Abstract
Background:
Chimeric antigen receptor T cell (CAR-T) therapy targeting cluster of differentiation 19 (CD19) has shown promise in treating B-cell acute lymphoblastic leukemia (B-ALL), but the long-term efficacy of CD19-targeted CAR-T therapy remains limited. Programmed cell death protein 1 (PD-1), an inhibitory receptor on activated T cells, engages programmed death ligand 1 (PD-L1) in the tumor microenvironment, suppressing CAR-T cell function by impairing key signaling pathways. To address this limitation, we investigated the effect of short hairpin RNA (shRNA)-mediated PD-1 knockdown on alleviating CAR-T cell exhaustion, preserving memory phenotype, and enhancing the long-term efficacy of CD19-targeted CAR-T cells.
Methods:
To overcome this limitation, we employed shRNA to achieve PD-1 knockdown in CD19-targeting CAR-T cells. Following screening multiple shRNA candidates, we assessed the cytotoxicity, cytokine secretion, and proliferation of PD-1 knockdown CAR-T cells. Their memory phenotype, exhaustion marker, and cytolytic function were further evaluated after repeated antigen stimulation.

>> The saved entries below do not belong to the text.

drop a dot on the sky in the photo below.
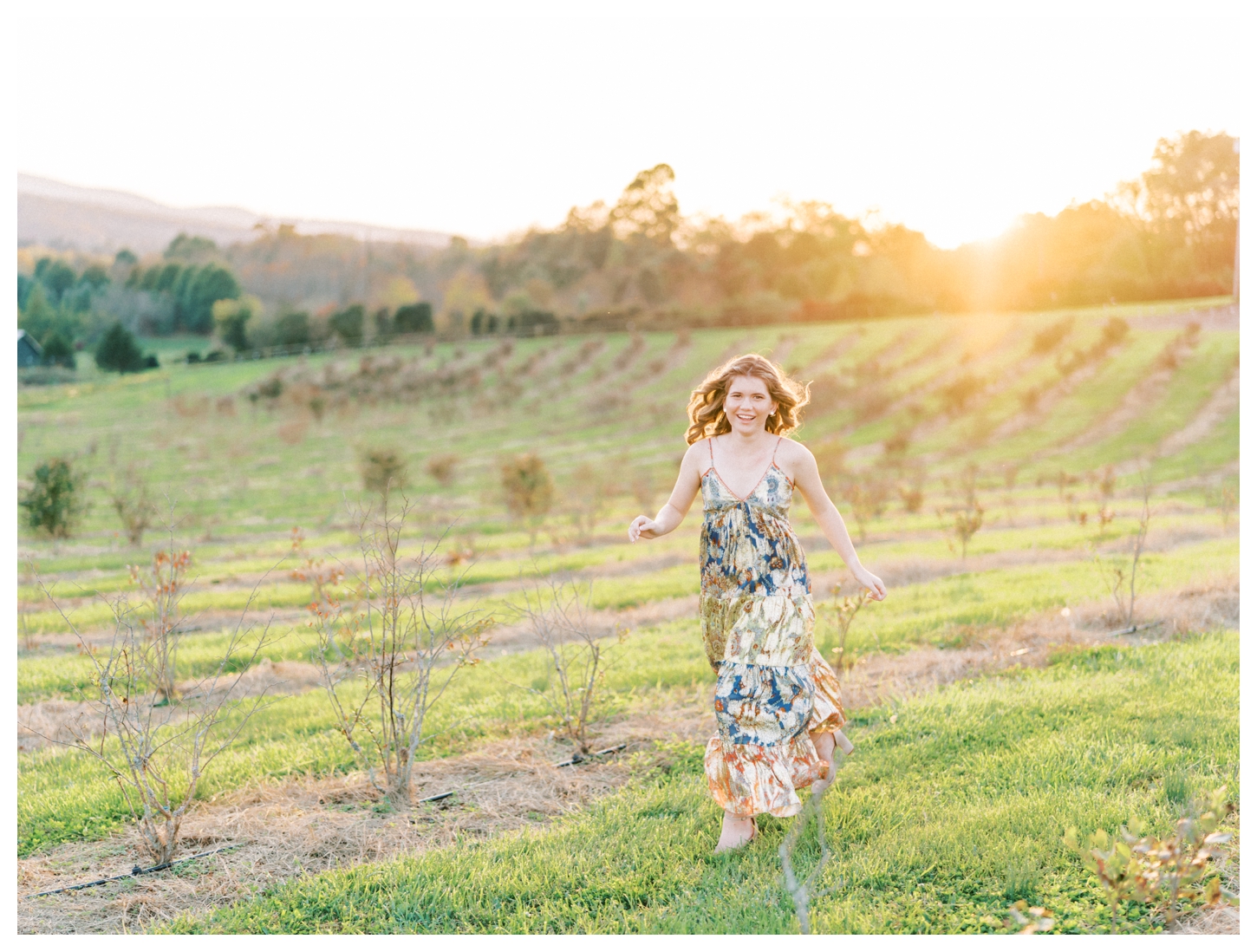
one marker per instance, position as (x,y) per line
(489,122)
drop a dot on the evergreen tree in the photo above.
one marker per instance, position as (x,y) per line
(119,351)
(58,349)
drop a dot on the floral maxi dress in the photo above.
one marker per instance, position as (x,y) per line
(757,619)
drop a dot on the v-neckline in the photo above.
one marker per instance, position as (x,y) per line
(759,482)
(765,476)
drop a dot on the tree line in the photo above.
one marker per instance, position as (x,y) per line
(1170,233)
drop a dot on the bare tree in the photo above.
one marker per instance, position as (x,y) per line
(576,647)
(388,655)
(1122,577)
(157,747)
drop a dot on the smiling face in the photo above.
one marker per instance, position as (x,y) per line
(747,405)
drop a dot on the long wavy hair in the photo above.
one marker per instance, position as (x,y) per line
(707,402)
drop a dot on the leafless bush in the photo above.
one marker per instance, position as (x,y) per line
(868,499)
(589,497)
(1162,871)
(843,614)
(576,655)
(911,494)
(1120,574)
(134,507)
(155,746)
(443,468)
(383,469)
(388,653)
(1051,336)
(642,487)
(831,457)
(966,516)
(29,574)
(1226,501)
(530,491)
(961,393)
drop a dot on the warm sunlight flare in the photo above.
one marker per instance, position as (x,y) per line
(685,468)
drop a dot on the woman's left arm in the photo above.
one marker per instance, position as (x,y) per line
(807,480)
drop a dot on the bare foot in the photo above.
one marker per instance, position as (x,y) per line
(824,745)
(843,743)
(735,831)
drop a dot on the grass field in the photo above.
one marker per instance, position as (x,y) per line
(946,815)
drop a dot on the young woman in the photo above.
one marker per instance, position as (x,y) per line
(777,703)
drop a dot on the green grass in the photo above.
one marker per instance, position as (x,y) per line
(296,734)
(239,488)
(952,807)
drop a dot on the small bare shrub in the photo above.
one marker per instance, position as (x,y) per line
(913,493)
(576,648)
(589,497)
(642,487)
(156,748)
(961,393)
(967,516)
(1162,871)
(530,491)
(28,575)
(831,457)
(190,407)
(134,505)
(293,433)
(843,614)
(1226,501)
(1120,575)
(896,447)
(868,501)
(382,469)
(444,468)
(1051,336)
(401,638)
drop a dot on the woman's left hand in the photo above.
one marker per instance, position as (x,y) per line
(876,586)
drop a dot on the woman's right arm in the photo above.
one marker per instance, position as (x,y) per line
(678,503)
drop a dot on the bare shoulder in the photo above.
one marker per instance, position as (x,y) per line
(795,458)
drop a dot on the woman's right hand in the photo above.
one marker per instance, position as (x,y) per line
(642,527)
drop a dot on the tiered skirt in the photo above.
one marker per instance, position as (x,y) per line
(762,755)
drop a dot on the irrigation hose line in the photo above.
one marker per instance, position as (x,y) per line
(140,870)
(134,871)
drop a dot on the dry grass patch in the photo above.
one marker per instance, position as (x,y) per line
(316,824)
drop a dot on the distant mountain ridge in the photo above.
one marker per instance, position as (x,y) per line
(106,220)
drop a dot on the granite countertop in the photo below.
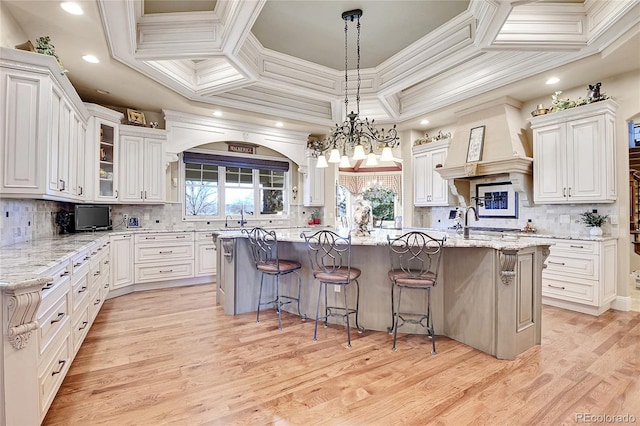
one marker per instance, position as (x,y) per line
(24,264)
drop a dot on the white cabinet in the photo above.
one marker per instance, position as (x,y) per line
(580,275)
(205,254)
(429,189)
(121,260)
(103,152)
(142,162)
(313,187)
(43,127)
(574,158)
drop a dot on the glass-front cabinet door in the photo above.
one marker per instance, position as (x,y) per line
(107,172)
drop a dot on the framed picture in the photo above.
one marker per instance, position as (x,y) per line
(135,117)
(497,200)
(476,140)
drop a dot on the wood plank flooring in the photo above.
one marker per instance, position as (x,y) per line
(172,357)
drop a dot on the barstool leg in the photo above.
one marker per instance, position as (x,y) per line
(315,331)
(430,322)
(346,310)
(278,303)
(260,296)
(397,314)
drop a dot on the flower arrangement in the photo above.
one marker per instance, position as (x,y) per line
(593,95)
(593,219)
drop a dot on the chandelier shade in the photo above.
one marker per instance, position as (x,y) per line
(355,136)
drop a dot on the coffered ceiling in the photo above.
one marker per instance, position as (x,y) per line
(277,59)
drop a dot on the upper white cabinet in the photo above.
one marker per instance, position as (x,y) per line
(574,158)
(313,189)
(43,127)
(142,165)
(102,157)
(429,189)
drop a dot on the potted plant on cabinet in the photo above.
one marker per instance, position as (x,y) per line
(595,221)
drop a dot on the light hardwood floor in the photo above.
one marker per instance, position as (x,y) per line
(172,357)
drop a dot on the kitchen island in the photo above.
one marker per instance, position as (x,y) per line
(488,293)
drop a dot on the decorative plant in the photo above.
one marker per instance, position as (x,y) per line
(593,219)
(45,47)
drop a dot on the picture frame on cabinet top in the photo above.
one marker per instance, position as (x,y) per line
(497,200)
(476,142)
(136,118)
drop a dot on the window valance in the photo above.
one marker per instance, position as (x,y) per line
(232,161)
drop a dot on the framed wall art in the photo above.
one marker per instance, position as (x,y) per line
(136,118)
(476,140)
(497,200)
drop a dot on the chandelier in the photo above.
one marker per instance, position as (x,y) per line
(356,137)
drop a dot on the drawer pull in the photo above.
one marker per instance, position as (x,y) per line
(59,318)
(61,363)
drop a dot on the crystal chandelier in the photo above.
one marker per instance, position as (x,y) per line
(356,137)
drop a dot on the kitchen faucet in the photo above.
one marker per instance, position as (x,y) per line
(466,220)
(242,221)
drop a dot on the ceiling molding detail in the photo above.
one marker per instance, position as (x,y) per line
(212,57)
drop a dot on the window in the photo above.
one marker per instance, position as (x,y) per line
(201,190)
(217,186)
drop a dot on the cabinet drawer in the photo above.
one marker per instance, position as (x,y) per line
(579,291)
(52,374)
(155,253)
(164,237)
(79,292)
(79,328)
(80,261)
(53,291)
(205,236)
(54,320)
(568,267)
(163,271)
(574,247)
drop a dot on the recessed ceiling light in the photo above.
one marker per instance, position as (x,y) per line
(92,59)
(72,8)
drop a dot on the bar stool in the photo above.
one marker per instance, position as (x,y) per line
(330,260)
(415,259)
(264,248)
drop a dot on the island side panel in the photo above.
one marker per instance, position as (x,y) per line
(469,284)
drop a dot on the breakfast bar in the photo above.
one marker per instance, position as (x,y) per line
(488,294)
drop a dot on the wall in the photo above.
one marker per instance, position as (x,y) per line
(624,90)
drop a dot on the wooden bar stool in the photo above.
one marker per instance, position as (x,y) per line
(264,248)
(415,259)
(330,260)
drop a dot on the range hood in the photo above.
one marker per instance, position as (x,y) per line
(506,154)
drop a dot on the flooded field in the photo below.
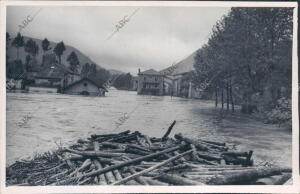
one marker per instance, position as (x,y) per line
(38,122)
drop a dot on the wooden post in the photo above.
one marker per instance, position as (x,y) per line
(168,131)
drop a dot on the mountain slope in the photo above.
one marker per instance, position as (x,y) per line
(185,65)
(12,53)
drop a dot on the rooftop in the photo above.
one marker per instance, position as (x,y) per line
(150,72)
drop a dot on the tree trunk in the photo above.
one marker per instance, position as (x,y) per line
(136,175)
(222,97)
(177,180)
(227,94)
(216,94)
(17,53)
(164,138)
(231,97)
(120,165)
(198,144)
(245,176)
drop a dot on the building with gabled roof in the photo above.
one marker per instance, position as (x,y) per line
(85,86)
(150,82)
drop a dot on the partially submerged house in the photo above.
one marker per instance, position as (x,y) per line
(85,86)
(150,82)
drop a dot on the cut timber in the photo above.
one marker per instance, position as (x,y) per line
(101,177)
(198,145)
(93,153)
(110,178)
(164,138)
(213,142)
(209,157)
(140,179)
(152,168)
(117,175)
(177,180)
(275,180)
(126,163)
(243,154)
(245,176)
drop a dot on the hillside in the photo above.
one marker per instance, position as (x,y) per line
(12,53)
(183,66)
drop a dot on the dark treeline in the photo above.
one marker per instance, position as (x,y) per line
(248,61)
(15,68)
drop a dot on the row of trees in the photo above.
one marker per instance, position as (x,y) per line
(32,49)
(248,58)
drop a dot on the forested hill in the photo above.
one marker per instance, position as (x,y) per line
(185,65)
(12,53)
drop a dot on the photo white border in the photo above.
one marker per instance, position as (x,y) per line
(151,189)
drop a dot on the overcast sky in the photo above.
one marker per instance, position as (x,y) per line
(155,37)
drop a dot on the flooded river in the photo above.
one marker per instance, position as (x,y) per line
(37,122)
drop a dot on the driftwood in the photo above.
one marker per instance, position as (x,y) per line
(177,180)
(274,180)
(139,179)
(93,153)
(136,159)
(101,178)
(164,138)
(151,168)
(198,145)
(245,176)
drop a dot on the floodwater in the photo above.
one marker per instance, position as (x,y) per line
(39,122)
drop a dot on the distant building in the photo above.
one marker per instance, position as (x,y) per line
(135,82)
(150,82)
(85,86)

Therapeutic efficacy and safety were validated in NOD.Cg-PrkdCscid Il2rgtm1/Vst (NPG) mice.
Results:
PD-1 knockdown significantly enhanced CAR-T cell cytotoxicity and persistence against PD-L1+ RAJI (human Burkitt's lymphoma cell line) cells. After three rounds of antigen stimulation, PD-1 knockdown CAR-T cells sustained cytotoxic activity, retained a memory-like phenotype, and displayed attenuated exhaustion markers. In vivo, they prolonged survival without inducing cytokine release syndrome (CRS), indicating improved efficacy and safety.
Conclusions:
PD-1 knockdown mitigates tumor-induced T-cell exhaustion and represents a promising strategy to enhance the durability and potency of CAR-T cell therapy in cancer treatment.